GCVSPL

From Software Product Documentation
Jump to navigation Jump to search
Language:  English  • français • italiano • português • español 

GCVSPL was implemented based on the following article:


H.J. Woltring (1986), A FORTRAN package for generalized, cross-validatory spline smoothing and differentiation. Advances in Engineering Software 8(2):104-113 (U.K.).


The command is used like all other filter commands in Visual3D.

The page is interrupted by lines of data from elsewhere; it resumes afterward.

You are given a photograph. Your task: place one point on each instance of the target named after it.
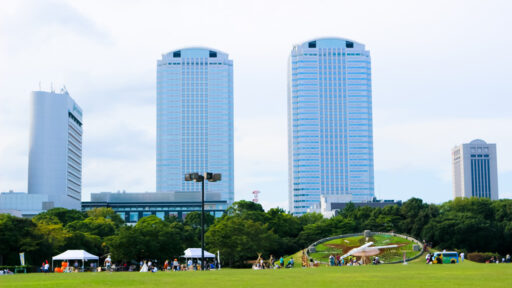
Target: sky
(441, 75)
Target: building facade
(330, 138)
(22, 204)
(55, 149)
(133, 206)
(475, 170)
(195, 120)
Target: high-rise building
(475, 170)
(55, 155)
(195, 120)
(330, 140)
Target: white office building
(475, 172)
(55, 155)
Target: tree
(150, 238)
(17, 235)
(239, 240)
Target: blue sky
(441, 76)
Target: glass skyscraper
(475, 170)
(195, 120)
(329, 124)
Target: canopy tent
(196, 253)
(75, 255)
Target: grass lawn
(415, 274)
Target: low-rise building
(133, 206)
(22, 204)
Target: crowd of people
(175, 265)
(350, 261)
(272, 263)
(496, 260)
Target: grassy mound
(343, 245)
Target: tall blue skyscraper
(195, 120)
(329, 124)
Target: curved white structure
(55, 155)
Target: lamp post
(196, 177)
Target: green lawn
(413, 275)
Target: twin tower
(330, 138)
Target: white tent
(196, 253)
(75, 255)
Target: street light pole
(202, 222)
(211, 177)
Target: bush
(482, 257)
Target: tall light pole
(196, 177)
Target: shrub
(481, 257)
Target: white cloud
(441, 76)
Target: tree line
(246, 229)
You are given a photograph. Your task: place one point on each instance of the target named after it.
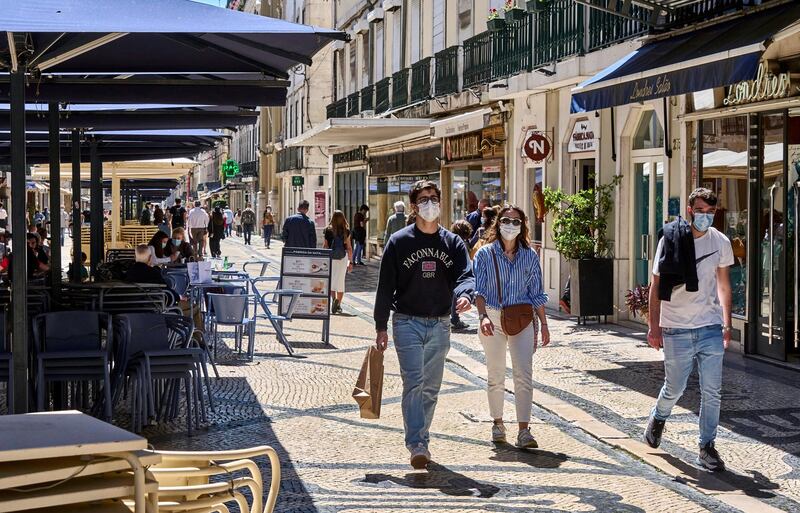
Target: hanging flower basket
(496, 24)
(537, 5)
(515, 14)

For example, to filter all TARGET signals in the ACTIVE FILES.

GCVSPL
/SIGNAL_TYPES=TARGET
! /SIGNAL_NAMES=
! /SIGNAL_FOLDER=ORIGINAL
! /SIGNAL_COMPONENTS=
! /RESULT_FOLDER=PROCESSED
! /EVENT_SEQUENCE=
! /EXCLUDE_EVENTS=
! /NUM_SPLINE_ORDER=2
! /ERROR_VARIANCE=0.01
! /OPTIMIZATION_MODE=3
! /DERIVATIVE_ORDER=0
! /MAX_GAP=0
! /FILL_GAPS=FALSE
;

Num_Spline_Order

1 = linear
2 = cubic
3 = quintic
4 = heptic splines.

Error_Variance

0 = an interpolating spline is calculated.
<0 & Optimization Mode= 2 the smoothing parameter is determined by minimizing the Generalized Cross-Validation function
>0 & Optimization Mode= 1 the smoothing parameter is specified by the variance
>0 & Optimization Mode= 3 the smoothing parameter is determined so as to minimize an estimate of the true mean squared error, which depends on the variance.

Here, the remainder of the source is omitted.